Replacement Schedule

Daily disposable lenses - Discard after a single day of wear.

Shorter replacement cycle lenses are commonly thinner and lighter, due to lower requirements for durability against wear and tear, and may be the most comfortable in their respective class and generation. These may be best for patients with ocular allergies or other conditions because it limits deposits of antigens and protein, and is considered the healthiest wear schedule due to the most frequent replacement.
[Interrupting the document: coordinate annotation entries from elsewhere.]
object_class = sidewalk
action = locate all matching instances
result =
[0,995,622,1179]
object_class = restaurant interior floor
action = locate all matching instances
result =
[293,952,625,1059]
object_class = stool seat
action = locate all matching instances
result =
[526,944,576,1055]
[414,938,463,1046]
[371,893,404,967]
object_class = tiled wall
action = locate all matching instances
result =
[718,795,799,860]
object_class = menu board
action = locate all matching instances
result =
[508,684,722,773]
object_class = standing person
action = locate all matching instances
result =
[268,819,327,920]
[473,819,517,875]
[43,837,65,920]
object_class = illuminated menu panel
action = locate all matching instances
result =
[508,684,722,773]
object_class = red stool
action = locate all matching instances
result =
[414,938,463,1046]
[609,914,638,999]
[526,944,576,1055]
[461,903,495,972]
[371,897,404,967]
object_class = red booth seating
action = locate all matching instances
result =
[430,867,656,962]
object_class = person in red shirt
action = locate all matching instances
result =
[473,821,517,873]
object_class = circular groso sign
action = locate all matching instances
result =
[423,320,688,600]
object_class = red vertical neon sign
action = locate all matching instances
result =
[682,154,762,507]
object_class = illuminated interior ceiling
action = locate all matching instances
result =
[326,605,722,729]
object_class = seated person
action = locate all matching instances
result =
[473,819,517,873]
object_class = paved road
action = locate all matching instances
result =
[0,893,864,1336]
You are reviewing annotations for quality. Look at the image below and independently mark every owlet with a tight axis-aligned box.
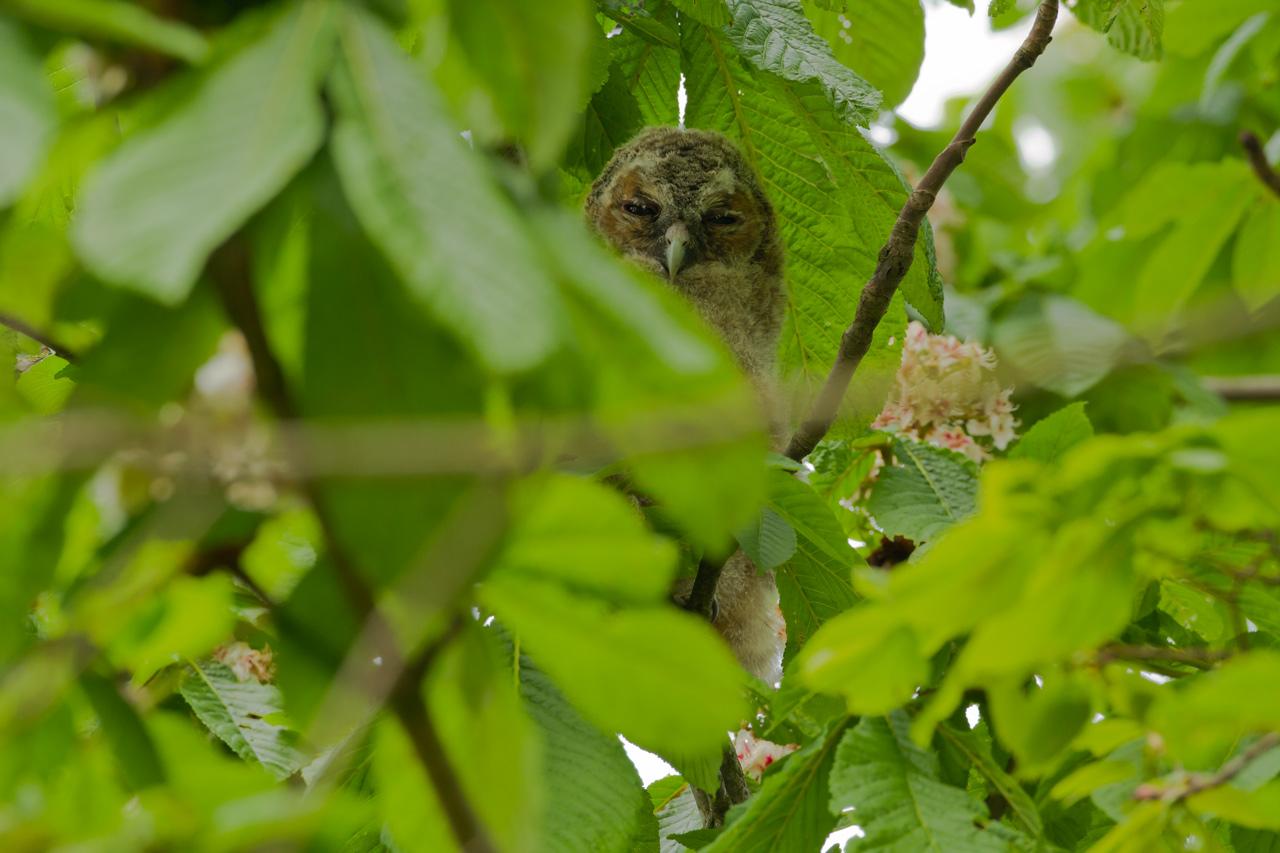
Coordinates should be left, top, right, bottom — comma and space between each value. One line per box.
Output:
586, 127, 785, 683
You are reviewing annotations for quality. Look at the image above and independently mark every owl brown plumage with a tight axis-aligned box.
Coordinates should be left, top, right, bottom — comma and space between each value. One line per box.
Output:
586, 127, 785, 683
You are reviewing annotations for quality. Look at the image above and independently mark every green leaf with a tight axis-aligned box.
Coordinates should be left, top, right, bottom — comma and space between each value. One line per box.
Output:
518, 648, 648, 853
867, 438, 978, 542
671, 0, 732, 27
769, 470, 861, 660
0, 0, 209, 63
609, 8, 680, 124
332, 8, 561, 371
1164, 0, 1275, 56
371, 717, 457, 853
497, 476, 676, 605
1149, 649, 1280, 767
1231, 196, 1280, 311
0, 18, 55, 209
704, 719, 847, 853
81, 675, 165, 790
72, 0, 333, 305
1071, 0, 1165, 59
724, 0, 881, 126
681, 14, 942, 399
180, 661, 305, 779
992, 296, 1133, 397
480, 576, 742, 753
806, 0, 924, 109
736, 507, 796, 571
1187, 781, 1280, 830
649, 776, 703, 853
938, 724, 1044, 838
448, 0, 603, 170
831, 712, 1009, 853
1009, 402, 1093, 462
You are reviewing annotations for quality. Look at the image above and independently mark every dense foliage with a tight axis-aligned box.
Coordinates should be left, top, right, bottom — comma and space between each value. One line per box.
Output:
0, 0, 1280, 853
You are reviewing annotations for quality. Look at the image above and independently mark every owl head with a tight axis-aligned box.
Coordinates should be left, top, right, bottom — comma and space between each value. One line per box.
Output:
586, 127, 783, 374
586, 127, 782, 287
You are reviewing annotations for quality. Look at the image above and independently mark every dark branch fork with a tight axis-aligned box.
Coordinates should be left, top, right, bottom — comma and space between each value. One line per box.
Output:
786, 0, 1057, 461
684, 0, 1059, 825
1240, 131, 1280, 196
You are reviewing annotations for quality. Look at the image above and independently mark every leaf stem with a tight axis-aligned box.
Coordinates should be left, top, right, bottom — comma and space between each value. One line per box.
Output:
1240, 131, 1280, 196
786, 0, 1057, 461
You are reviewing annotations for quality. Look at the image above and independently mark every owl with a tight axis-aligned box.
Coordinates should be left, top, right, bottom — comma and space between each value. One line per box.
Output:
586, 127, 786, 684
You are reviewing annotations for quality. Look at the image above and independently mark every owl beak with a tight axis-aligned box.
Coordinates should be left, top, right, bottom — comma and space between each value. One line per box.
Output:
666, 222, 689, 282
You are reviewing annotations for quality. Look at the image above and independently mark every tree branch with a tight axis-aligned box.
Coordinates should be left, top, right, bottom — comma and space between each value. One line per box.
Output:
786, 0, 1057, 461
1201, 374, 1280, 401
1133, 731, 1280, 803
209, 237, 495, 853
0, 311, 79, 364
1097, 643, 1231, 669
390, 619, 497, 853
1240, 131, 1280, 196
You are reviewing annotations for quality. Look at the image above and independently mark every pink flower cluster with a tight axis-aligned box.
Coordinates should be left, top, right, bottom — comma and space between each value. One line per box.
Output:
872, 321, 1019, 462
733, 729, 800, 781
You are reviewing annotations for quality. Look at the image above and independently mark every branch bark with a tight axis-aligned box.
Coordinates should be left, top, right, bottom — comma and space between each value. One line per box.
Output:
209, 236, 497, 853
1133, 731, 1280, 803
786, 0, 1057, 461
1240, 131, 1280, 196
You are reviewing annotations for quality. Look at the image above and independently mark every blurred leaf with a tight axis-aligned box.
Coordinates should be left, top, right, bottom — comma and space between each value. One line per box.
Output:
497, 476, 676, 605
867, 438, 978, 542
649, 776, 703, 853
1151, 649, 1280, 768
1165, 0, 1275, 56
806, 0, 926, 109
72, 0, 333, 305
1231, 197, 1280, 311
769, 470, 861, 660
182, 661, 305, 779
724, 0, 881, 126
15, 355, 76, 415
517, 645, 649, 853
81, 675, 165, 790
0, 0, 209, 63
1009, 402, 1093, 462
372, 717, 457, 853
992, 296, 1133, 397
427, 620, 542, 849
1187, 781, 1280, 830
0, 18, 55, 209
831, 712, 1009, 852
681, 15, 942, 402
449, 0, 599, 169
705, 720, 847, 853
1071, 0, 1165, 59
333, 8, 562, 371
480, 576, 742, 753
938, 724, 1044, 838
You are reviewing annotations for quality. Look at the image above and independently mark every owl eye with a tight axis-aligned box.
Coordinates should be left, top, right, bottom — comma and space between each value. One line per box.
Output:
622, 201, 658, 219
703, 211, 737, 225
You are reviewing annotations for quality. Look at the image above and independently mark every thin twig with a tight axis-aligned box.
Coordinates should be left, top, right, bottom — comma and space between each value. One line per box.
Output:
209, 237, 495, 853
390, 619, 497, 853
786, 0, 1057, 461
0, 311, 79, 364
1133, 731, 1280, 803
1097, 643, 1231, 669
1240, 131, 1280, 196
1201, 374, 1280, 401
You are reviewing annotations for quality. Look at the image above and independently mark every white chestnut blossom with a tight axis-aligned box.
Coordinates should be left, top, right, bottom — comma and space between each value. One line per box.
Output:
872, 321, 1019, 462
733, 729, 800, 781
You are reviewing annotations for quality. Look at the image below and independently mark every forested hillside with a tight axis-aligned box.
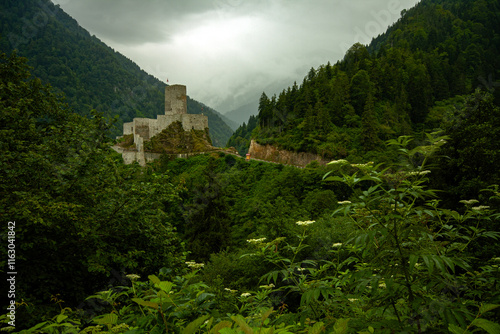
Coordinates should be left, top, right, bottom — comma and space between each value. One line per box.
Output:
229, 0, 500, 160
0, 0, 500, 334
0, 0, 232, 147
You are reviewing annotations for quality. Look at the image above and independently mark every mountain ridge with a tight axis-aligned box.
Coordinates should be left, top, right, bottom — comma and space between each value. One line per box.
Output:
0, 0, 233, 146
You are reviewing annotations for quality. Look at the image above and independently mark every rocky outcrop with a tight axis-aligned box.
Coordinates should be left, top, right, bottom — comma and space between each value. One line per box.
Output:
248, 140, 331, 167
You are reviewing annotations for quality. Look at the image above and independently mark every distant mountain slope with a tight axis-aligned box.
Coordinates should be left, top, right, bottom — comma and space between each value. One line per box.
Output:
0, 0, 233, 146
224, 101, 258, 128
229, 0, 500, 160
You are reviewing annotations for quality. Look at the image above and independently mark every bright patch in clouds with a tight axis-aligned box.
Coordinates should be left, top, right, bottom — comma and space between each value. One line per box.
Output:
53, 0, 418, 112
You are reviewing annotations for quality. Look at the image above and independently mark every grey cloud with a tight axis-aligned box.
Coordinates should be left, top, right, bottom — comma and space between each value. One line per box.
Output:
50, 0, 418, 111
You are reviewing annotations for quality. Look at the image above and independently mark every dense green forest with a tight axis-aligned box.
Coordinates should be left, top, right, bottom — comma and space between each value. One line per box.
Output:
0, 0, 232, 147
0, 0, 500, 334
229, 0, 500, 160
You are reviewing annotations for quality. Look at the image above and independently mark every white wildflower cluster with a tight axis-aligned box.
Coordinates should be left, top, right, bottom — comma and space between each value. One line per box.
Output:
247, 238, 266, 244
407, 170, 431, 176
351, 161, 373, 169
328, 159, 349, 165
259, 283, 274, 290
295, 220, 315, 226
186, 261, 205, 269
460, 199, 479, 205
472, 205, 490, 211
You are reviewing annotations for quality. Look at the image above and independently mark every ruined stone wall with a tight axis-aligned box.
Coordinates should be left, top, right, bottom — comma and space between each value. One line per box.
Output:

Single use lenses are also useful for people who use contacts infrequently, or for purposes (e.g., swimming or other sporting activities) where losing a lens is likely.

Disposable lenses - Discard every two to four weeks as prescribed by your practitioner.

  • Frequent replacement lenses - Discard monthly or quarterly as prescribed by your practitioner.
  • Traditional (reusable) lenses - Discard every six months or longer as prescribed by your practitioner.

Contact Lens Designs

Many lens designs are available to correct various types of vision problems:

Spherical contact lenses are prescribed to correct myopia (shortsightedness) or hyperopia (farsightedness).

Toric contact lenses are used to correct astigmatism.

Multifocal contact lenses contain different zones for near and far vision to correct presbyopia.

Which Contact Lens is right for you?

Lenses are available in a multitude of combinations of diameter, curvature and material. Your Optometrist will judge the best lens for you based on good vision, fit, comfort and wearing schedule. He/she will also ensure that the final lenses prescribed will not interfere with the physiology of the eye.

Contact Lens Wear and Care

Cleaning and disinfecting contact lenses is usually carried out by storing in multipurpose or preservative-free hydrogen peroxide solutions.

Daily disposable contact lenses do not need cleaning or disinfecting. They are stored in sterile containers and discarded after use.

Contact Lens Problems

People react differently to various lens materials and cleaning solutions. In most cases, if a problem develops, a change in lens type, material or cleaning solution is all that is needed to provide comfort, good vision and healthy eyes.

If you experience any discomfort, remove your lenses and consult your Optometrist.